2. coordinate angle relationship: the inner product of a and b = | a || b | * cos (the angle between a and b) =0?

Vector verticality proves that the line plane is vertical;

Let the straight line L be a straight line perpendicular to the straight lines A and B intersecting within α, and prove that: l⊥α Proof: Let the direction vectors of A, B and L be A, B and L.

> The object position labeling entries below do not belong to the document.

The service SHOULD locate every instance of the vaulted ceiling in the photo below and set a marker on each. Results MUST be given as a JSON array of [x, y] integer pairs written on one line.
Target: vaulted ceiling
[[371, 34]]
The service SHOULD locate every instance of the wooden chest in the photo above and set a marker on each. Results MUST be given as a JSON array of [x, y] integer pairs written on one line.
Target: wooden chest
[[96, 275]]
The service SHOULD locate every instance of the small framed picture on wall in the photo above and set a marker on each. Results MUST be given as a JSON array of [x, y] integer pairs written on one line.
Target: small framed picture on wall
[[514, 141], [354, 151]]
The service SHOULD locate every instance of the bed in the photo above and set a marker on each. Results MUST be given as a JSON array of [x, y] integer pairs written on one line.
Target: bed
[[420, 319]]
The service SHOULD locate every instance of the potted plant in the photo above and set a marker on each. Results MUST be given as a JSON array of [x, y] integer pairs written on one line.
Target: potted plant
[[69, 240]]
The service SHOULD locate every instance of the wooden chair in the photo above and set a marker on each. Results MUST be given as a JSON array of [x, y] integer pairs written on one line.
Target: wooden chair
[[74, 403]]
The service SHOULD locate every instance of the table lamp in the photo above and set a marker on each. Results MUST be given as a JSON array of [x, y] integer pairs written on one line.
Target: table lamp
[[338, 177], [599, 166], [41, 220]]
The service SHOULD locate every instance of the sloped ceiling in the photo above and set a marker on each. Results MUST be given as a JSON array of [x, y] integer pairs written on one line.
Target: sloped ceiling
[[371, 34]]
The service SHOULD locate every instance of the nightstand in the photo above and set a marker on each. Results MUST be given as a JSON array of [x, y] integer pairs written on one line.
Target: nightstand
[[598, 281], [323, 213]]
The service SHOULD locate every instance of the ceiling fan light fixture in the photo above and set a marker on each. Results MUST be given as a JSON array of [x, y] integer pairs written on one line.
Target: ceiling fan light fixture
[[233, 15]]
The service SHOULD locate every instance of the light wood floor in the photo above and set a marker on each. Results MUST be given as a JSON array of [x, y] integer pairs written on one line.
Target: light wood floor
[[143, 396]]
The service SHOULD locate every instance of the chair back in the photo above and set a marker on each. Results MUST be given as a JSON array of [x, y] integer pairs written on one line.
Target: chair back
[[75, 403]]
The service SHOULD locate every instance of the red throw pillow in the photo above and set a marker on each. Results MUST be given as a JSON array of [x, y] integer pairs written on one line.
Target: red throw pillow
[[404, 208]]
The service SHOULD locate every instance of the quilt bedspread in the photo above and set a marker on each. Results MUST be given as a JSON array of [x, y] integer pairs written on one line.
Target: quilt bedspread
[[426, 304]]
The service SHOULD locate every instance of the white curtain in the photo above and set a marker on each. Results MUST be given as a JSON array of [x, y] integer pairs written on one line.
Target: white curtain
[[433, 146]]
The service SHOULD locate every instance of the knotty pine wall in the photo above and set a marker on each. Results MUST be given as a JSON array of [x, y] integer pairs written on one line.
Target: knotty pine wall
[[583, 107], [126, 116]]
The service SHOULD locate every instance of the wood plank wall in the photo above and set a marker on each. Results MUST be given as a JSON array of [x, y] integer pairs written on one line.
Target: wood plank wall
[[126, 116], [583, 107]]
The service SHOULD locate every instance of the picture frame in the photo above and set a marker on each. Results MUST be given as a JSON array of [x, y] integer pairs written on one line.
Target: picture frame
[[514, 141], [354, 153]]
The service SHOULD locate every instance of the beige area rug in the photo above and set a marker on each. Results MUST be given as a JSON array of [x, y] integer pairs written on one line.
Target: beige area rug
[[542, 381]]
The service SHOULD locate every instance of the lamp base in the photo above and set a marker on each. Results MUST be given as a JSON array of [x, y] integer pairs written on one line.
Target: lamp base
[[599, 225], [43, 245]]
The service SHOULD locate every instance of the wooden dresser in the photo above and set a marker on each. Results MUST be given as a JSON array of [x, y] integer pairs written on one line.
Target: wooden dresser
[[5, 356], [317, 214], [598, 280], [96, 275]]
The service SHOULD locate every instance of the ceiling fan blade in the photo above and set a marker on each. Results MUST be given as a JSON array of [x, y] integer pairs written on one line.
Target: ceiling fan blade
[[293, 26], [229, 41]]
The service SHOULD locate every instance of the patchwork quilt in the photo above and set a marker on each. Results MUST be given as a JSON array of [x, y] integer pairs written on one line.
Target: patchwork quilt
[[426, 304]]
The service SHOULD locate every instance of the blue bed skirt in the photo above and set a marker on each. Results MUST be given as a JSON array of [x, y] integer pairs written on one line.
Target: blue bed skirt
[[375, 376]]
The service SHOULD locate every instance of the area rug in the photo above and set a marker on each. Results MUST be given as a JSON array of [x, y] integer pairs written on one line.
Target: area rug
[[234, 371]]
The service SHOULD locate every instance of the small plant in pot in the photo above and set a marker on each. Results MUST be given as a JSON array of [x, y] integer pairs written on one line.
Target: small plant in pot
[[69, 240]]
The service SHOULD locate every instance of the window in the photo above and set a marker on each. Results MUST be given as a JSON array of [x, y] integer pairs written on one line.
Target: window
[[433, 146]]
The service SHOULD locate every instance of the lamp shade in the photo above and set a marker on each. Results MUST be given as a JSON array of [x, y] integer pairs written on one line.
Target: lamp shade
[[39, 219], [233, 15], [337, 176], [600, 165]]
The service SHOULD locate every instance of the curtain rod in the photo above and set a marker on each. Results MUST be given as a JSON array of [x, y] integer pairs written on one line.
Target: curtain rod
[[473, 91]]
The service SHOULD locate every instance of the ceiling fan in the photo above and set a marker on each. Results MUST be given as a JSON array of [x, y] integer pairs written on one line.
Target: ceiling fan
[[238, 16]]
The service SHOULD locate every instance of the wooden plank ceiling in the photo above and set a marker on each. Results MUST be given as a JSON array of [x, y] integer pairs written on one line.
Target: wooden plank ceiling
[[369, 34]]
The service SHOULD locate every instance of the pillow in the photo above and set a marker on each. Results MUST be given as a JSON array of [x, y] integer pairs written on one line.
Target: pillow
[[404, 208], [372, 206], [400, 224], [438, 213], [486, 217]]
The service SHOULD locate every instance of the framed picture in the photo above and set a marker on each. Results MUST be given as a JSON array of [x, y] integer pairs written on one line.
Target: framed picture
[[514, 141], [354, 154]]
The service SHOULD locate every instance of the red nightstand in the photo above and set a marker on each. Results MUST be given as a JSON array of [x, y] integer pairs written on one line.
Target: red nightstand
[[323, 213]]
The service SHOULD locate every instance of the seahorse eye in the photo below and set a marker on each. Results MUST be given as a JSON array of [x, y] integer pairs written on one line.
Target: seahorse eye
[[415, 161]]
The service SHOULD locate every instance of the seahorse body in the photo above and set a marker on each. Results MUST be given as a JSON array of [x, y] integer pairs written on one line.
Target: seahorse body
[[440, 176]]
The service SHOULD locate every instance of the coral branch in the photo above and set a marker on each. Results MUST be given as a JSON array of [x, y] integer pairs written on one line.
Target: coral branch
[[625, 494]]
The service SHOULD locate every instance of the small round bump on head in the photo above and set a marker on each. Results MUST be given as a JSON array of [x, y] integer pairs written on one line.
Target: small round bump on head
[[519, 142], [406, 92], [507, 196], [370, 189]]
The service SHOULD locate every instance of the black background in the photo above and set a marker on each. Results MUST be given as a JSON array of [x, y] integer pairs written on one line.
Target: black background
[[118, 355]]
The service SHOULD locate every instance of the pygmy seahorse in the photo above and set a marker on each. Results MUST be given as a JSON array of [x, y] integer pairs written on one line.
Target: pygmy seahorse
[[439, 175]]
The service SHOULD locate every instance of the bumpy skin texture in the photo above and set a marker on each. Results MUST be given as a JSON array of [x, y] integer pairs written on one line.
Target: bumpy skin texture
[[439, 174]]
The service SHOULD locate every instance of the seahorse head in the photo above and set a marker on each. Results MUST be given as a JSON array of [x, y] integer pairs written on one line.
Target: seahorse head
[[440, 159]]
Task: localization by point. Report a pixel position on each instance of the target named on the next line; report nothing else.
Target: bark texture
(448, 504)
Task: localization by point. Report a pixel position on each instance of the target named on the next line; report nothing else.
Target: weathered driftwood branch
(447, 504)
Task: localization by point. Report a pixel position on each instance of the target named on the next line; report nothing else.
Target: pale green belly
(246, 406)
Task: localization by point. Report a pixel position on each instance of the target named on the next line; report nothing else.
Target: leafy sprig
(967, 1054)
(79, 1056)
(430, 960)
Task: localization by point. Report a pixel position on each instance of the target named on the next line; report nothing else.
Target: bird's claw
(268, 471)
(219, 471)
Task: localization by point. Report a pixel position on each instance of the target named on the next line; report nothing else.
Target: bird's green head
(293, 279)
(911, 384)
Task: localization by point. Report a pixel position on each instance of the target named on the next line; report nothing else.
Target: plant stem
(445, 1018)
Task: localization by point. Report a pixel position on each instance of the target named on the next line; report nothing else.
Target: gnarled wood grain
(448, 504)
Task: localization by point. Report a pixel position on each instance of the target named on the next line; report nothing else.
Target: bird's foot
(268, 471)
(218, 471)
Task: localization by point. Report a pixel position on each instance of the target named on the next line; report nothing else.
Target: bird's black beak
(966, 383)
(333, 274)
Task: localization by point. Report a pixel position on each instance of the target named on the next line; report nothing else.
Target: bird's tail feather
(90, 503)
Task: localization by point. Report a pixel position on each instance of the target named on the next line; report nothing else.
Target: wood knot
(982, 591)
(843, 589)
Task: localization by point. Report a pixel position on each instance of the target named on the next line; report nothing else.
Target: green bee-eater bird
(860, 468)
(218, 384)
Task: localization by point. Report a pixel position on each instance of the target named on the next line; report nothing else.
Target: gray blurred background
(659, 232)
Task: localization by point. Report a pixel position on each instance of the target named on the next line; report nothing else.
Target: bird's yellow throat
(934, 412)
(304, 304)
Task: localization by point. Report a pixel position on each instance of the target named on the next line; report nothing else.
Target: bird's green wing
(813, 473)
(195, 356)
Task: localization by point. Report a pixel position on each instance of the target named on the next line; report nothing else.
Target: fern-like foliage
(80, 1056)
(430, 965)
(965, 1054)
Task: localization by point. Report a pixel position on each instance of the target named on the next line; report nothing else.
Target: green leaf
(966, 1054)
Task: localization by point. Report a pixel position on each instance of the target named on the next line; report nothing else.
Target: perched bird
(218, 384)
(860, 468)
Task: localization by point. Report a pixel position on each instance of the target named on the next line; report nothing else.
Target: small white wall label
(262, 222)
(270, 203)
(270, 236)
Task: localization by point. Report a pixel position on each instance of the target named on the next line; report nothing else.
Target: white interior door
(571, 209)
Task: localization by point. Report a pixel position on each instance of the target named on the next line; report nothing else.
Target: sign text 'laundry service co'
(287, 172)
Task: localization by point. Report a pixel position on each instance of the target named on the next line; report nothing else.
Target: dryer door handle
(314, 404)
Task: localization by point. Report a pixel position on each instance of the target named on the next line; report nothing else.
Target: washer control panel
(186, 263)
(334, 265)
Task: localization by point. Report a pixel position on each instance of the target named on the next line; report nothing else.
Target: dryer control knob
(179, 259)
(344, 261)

According to the basic theorem of plane vectors, any vector c in α can be written in the form of c = λ a+μ b.

∵l⊥a,l⊥b∴l a=0，l b=0

l c=l (λa+ μb)=λl a+ μl b=0+0=0∴l⊥c

Let C be the direction vector of any straight line C in α, then there is L ⊥ C. According to the arbitrariness of C, L is perpendicular to any straight line in α.

Other related properties and theorems of vectors;

1 and three-point * * * line theorem;

O is known to be a point outside the straight line where AB is located. If the vector OC is equal to the vector OA of degree k plus the vector OB of degree m, and k+m= 1, then the three points A, B and C are * * * lines;

2, center of gravity judgment:

In △ABC, if the sum of vector GB, vector GA and vector GC is 0, then G is the center of gravity of △ABC.